PayPal’s crypto holdings rise 56% to $943m in Q1 2023

PayPal’s crypto holdings rose 56% in Q1 2023 per a recent submission to the U.S. Securities and Exchange Commission (SEC).

In Q1 2023, PayPal’s cryptocurrency assets comprised $499m in bitcoin (BTC), up from $291m in December; $362m in ethereum (ETH), an increase from $250m; and an aggregate of $82m in bitcoin cash (BCH) and litecoin (LTC), which rose from $63m.

PayPal’s crypto assets rose to $943m by March 31, 2023, a 56% jump versus the $604m registered in Q4 2022.

The firm’s profitability also increased during this period.

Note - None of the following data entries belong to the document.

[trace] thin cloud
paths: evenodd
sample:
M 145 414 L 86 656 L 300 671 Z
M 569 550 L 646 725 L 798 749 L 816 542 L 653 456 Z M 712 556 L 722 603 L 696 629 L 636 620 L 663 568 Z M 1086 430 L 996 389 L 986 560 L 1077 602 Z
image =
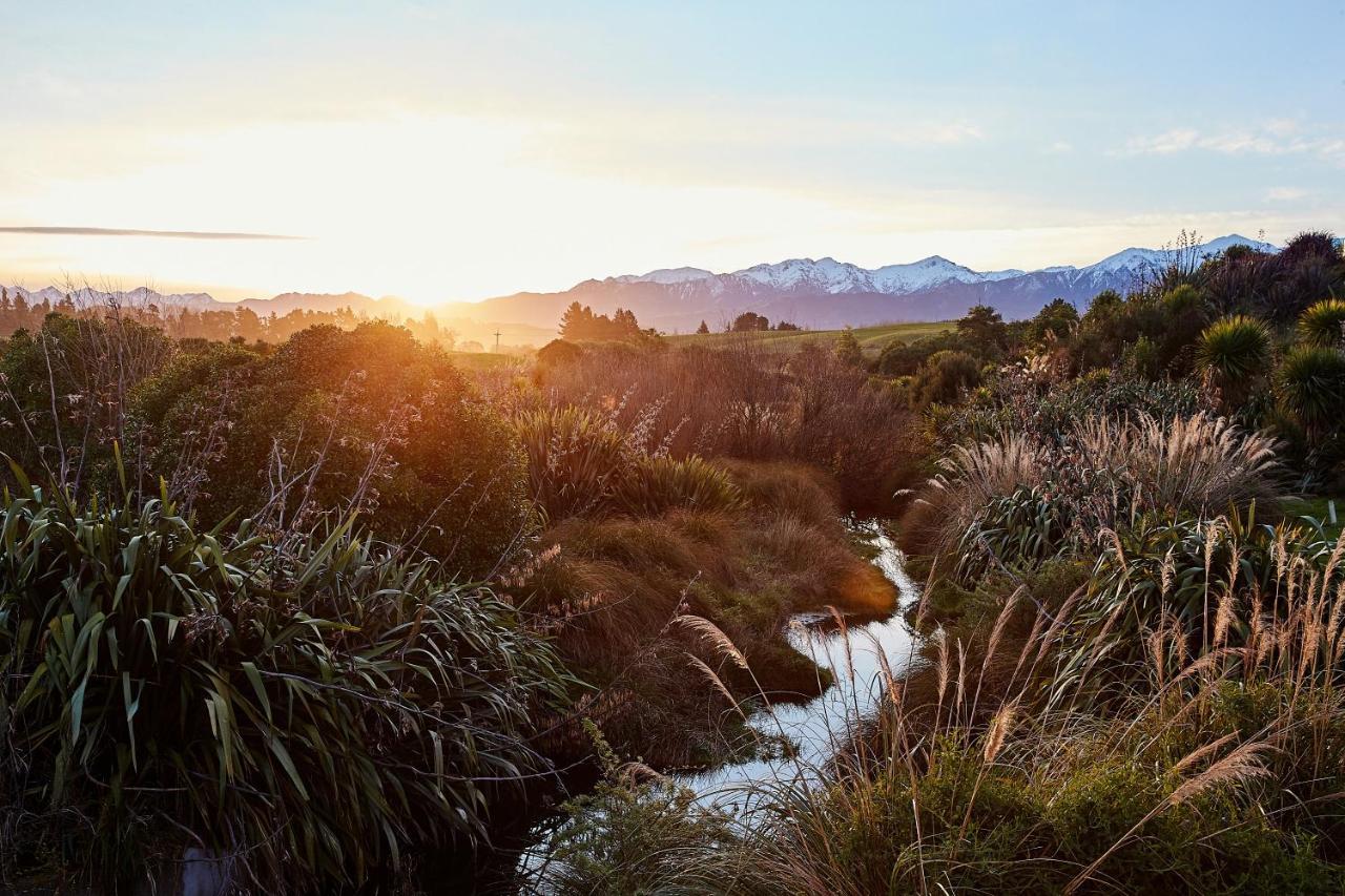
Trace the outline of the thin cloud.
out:
M 43 237 L 153 237 L 160 239 L 303 239 L 278 233 L 234 233 L 227 230 L 130 230 L 126 227 L 0 227 L 0 233 Z
M 1307 153 L 1328 161 L 1345 161 L 1345 139 L 1328 135 L 1301 135 L 1293 121 L 1271 121 L 1252 130 L 1201 132 L 1176 128 L 1159 135 L 1134 137 L 1122 155 L 1166 156 L 1192 149 L 1223 155 L 1286 156 Z

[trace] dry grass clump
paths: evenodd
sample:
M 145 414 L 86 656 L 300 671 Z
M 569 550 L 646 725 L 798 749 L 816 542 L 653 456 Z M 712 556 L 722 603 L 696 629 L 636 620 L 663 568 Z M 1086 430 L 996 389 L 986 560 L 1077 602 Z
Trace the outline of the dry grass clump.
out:
M 1096 545 L 1106 530 L 1147 514 L 1204 517 L 1252 505 L 1272 511 L 1283 494 L 1275 449 L 1268 436 L 1204 413 L 1089 417 L 1059 440 L 1007 432 L 954 448 L 904 518 L 902 542 L 948 568 L 986 549 L 1014 565 Z M 1052 544 L 1028 541 L 1025 526 Z
M 1077 441 L 1089 467 L 1123 471 L 1132 505 L 1146 509 L 1210 515 L 1255 503 L 1272 511 L 1283 496 L 1275 440 L 1224 417 L 1093 417 L 1080 424 Z
M 674 849 L 725 893 L 1341 892 L 1342 557 L 1345 539 L 1286 541 L 1256 560 L 1267 576 L 1216 593 L 1225 636 L 1192 643 L 1162 611 L 1137 662 L 1108 669 L 1100 638 L 1075 677 L 1060 666 L 1083 593 L 1009 636 L 1014 605 L 1036 603 L 1017 595 L 979 632 L 979 655 L 943 639 L 920 686 L 889 677 L 876 736 L 824 787 L 760 788 L 745 830 L 687 805 L 663 841 L 668 821 L 640 813 L 664 810 L 639 800 L 605 803 L 601 833 L 588 830 L 599 854 Z M 994 694 L 981 686 L 990 667 L 1007 677 Z M 613 870 L 590 865 L 558 892 Z
M 751 334 L 713 348 L 589 346 L 538 377 L 554 404 L 608 414 L 623 431 L 644 426 L 674 457 L 822 468 L 847 506 L 886 510 L 916 478 L 911 410 L 822 346 L 775 352 Z
M 790 615 L 824 605 L 881 613 L 896 597 L 857 553 L 824 478 L 796 464 L 745 461 L 720 472 L 740 502 L 560 521 L 542 537 L 545 560 L 514 587 L 570 667 L 604 694 L 624 694 L 607 701 L 601 717 L 589 713 L 613 745 L 655 766 L 722 755 L 729 744 L 718 729 L 741 721 L 733 706 L 760 689 L 816 693 L 824 677 L 787 643 Z M 725 631 L 751 669 L 725 663 L 721 651 L 672 624 L 686 615 Z M 732 701 L 694 661 L 733 689 Z

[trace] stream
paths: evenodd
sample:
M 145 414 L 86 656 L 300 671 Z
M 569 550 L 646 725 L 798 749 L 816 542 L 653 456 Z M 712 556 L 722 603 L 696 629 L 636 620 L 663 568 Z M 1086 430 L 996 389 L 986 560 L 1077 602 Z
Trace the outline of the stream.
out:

On a generally accepted accounting principles (GAAP) basis, the company reported earnings per share of $0.70, a jump from $0.43 in Q1 2022.

While not complying with GAAP, PayPal’s earnings per share stood at $1.17, up from $0.88 during the same period in 2022.

At the same time, the payment processor declared total financial obligations of $1.2b in the first quarter of 2023.

Of the total obligations, 77.9% are accounted for by cryptocurrency assets. It represents an over 10% rise since Q4 2022.

PayPal’s crypto assets

PayPal’s crypto holdings are marked as “protective liability”, pointing to the inherent risks associated with digital currencies.

Overall, specific coins held remained consistent in Q1 2023.

PayPal reported:

“We offer our customers in select markets the ability to acquire, hold, exchange, send, and receive specific cryptocurrencies and to use the proceeds from crypto sales to cover purchases at checkout. These digital currencies include bitcoin, ethereum, bitcoin cash, and litecoin (collectively referred to as ‘our clients’ crypto assets’).”

PayPal uses third-parties to custody clients’ assets.

However, the publicly traded firm acknowledged potential risk for users if these entities fail to process transactions. It is a concern that was also expressed in Q4 2022’s filing.

Even so, PayPal acknowledged that no incident or withdrawal problem has been reported to date:

“Up to March 31, 2023, the Company has not faced any safeguarding loss incidents, which is why the crypto asset protective liability and the corresponding protective asset were documented with identical values.”